Downloads pretrained Microsoft Vision models
Project description
Microsoft Vision
Installation
pip install microsoftvision
Usage
Input images should be in BGR format of shape (3 x H x W), where H and W are expected to be at least 224. The images have to be loaded in to a range of [0, 1] and then normalized using mean = [0.485, 0.456, 0.406] and std = [0.229, 0.224, 0.225].
Example script:
import microsoftvision
import torch
# This will load pretrained model
model = microsoftvision.models.resnext101_32x8d(pretrained=True)
# Load model to CPU memory, interface is the same as torchvision
model = microsoftvision.resnet50(map_location=torch.device('cpu'))

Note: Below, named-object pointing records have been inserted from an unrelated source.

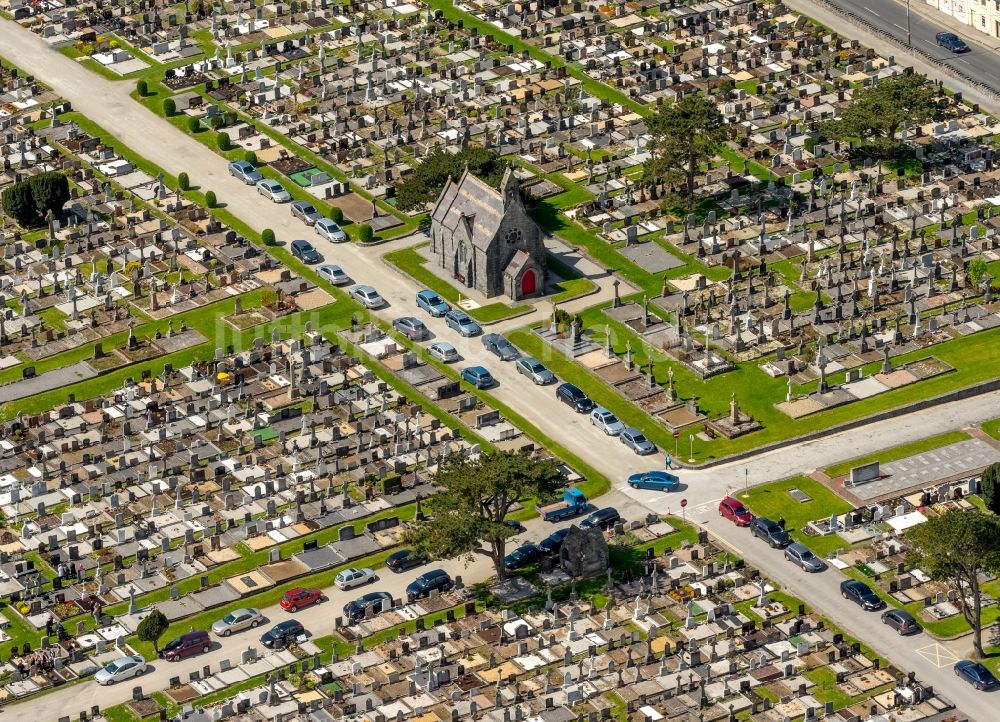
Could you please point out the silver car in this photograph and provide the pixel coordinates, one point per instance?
(238, 620)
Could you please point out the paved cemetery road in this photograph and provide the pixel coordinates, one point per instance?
(107, 103)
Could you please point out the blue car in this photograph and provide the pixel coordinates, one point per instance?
(478, 377)
(432, 303)
(656, 480)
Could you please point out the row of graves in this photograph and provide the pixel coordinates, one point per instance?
(696, 637)
(158, 482)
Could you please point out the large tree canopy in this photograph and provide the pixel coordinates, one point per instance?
(959, 547)
(683, 136)
(474, 498)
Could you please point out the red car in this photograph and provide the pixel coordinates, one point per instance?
(297, 598)
(734, 510)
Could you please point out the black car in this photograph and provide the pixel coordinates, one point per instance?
(404, 559)
(770, 532)
(282, 633)
(573, 397)
(377, 602)
(602, 519)
(861, 594)
(434, 580)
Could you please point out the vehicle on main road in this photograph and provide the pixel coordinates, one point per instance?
(237, 620)
(377, 602)
(770, 532)
(330, 230)
(282, 633)
(367, 296)
(354, 577)
(404, 559)
(334, 274)
(245, 172)
(637, 441)
(950, 41)
(606, 421)
(304, 251)
(434, 580)
(656, 480)
(901, 620)
(187, 645)
(461, 321)
(294, 599)
(121, 669)
(861, 594)
(975, 674)
(734, 510)
(534, 370)
(432, 303)
(443, 352)
(478, 377)
(802, 556)
(412, 327)
(306, 211)
(500, 347)
(274, 190)
(574, 397)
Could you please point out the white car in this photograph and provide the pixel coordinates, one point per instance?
(334, 274)
(121, 669)
(274, 190)
(354, 577)
(367, 296)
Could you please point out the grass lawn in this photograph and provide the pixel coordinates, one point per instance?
(899, 452)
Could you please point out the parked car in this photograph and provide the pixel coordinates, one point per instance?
(306, 211)
(606, 421)
(367, 296)
(294, 599)
(461, 321)
(432, 303)
(861, 594)
(734, 510)
(900, 620)
(282, 633)
(500, 347)
(238, 620)
(478, 377)
(245, 172)
(802, 556)
(534, 370)
(769, 531)
(412, 327)
(304, 251)
(274, 190)
(186, 645)
(330, 230)
(121, 669)
(602, 519)
(354, 577)
(574, 397)
(404, 559)
(522, 556)
(443, 352)
(637, 441)
(377, 602)
(434, 580)
(334, 274)
(656, 480)
(975, 674)
(950, 41)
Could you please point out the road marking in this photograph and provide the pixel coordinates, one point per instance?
(938, 655)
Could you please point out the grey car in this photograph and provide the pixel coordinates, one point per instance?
(801, 556)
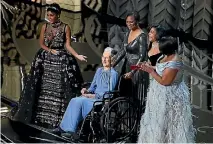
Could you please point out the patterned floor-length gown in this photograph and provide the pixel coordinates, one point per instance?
(53, 80)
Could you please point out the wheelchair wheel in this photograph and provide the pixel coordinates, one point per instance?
(119, 119)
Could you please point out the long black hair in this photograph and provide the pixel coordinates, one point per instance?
(55, 8)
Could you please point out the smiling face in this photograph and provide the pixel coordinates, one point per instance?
(106, 59)
(52, 17)
(152, 35)
(130, 22)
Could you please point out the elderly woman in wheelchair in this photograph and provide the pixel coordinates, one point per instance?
(105, 79)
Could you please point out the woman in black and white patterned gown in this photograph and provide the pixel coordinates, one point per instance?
(54, 77)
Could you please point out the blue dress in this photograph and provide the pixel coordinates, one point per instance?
(167, 117)
(79, 107)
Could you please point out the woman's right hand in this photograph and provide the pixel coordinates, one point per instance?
(55, 52)
(82, 58)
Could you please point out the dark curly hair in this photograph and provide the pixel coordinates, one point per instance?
(160, 32)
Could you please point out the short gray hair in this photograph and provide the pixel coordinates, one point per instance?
(108, 49)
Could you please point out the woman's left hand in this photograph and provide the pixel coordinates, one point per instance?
(82, 58)
(147, 68)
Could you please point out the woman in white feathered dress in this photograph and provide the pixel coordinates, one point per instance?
(167, 117)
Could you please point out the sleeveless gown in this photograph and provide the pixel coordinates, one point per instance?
(167, 117)
(53, 80)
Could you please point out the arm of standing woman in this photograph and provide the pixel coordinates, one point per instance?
(69, 48)
(142, 52)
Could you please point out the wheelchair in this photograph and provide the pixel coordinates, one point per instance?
(112, 119)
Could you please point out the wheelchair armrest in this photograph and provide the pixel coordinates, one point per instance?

Example of creating image embeddings:
import microsoftvision
from torchvision import transforms
import torch
from PIL import Image
def get_image():
img = cv2.imread('example.jpg', cv2.IMREAD_COLOR)
img = cv2.resize(img, (256, 256))
img = img[16:256-16, 16:256-16]
preprocess = transforms.Compose([
transforms.ToTensor(),
transforms.Normalize(mean=[0.485, 0.456, 0.406], std=[0.229, 0.224, 0.225]),
])
return preprocess(image).unsqueeze(0) # Unsqueeze only required when there's 1 image in images batch
model = microsoftvision.models.resnet50(pretrained=True)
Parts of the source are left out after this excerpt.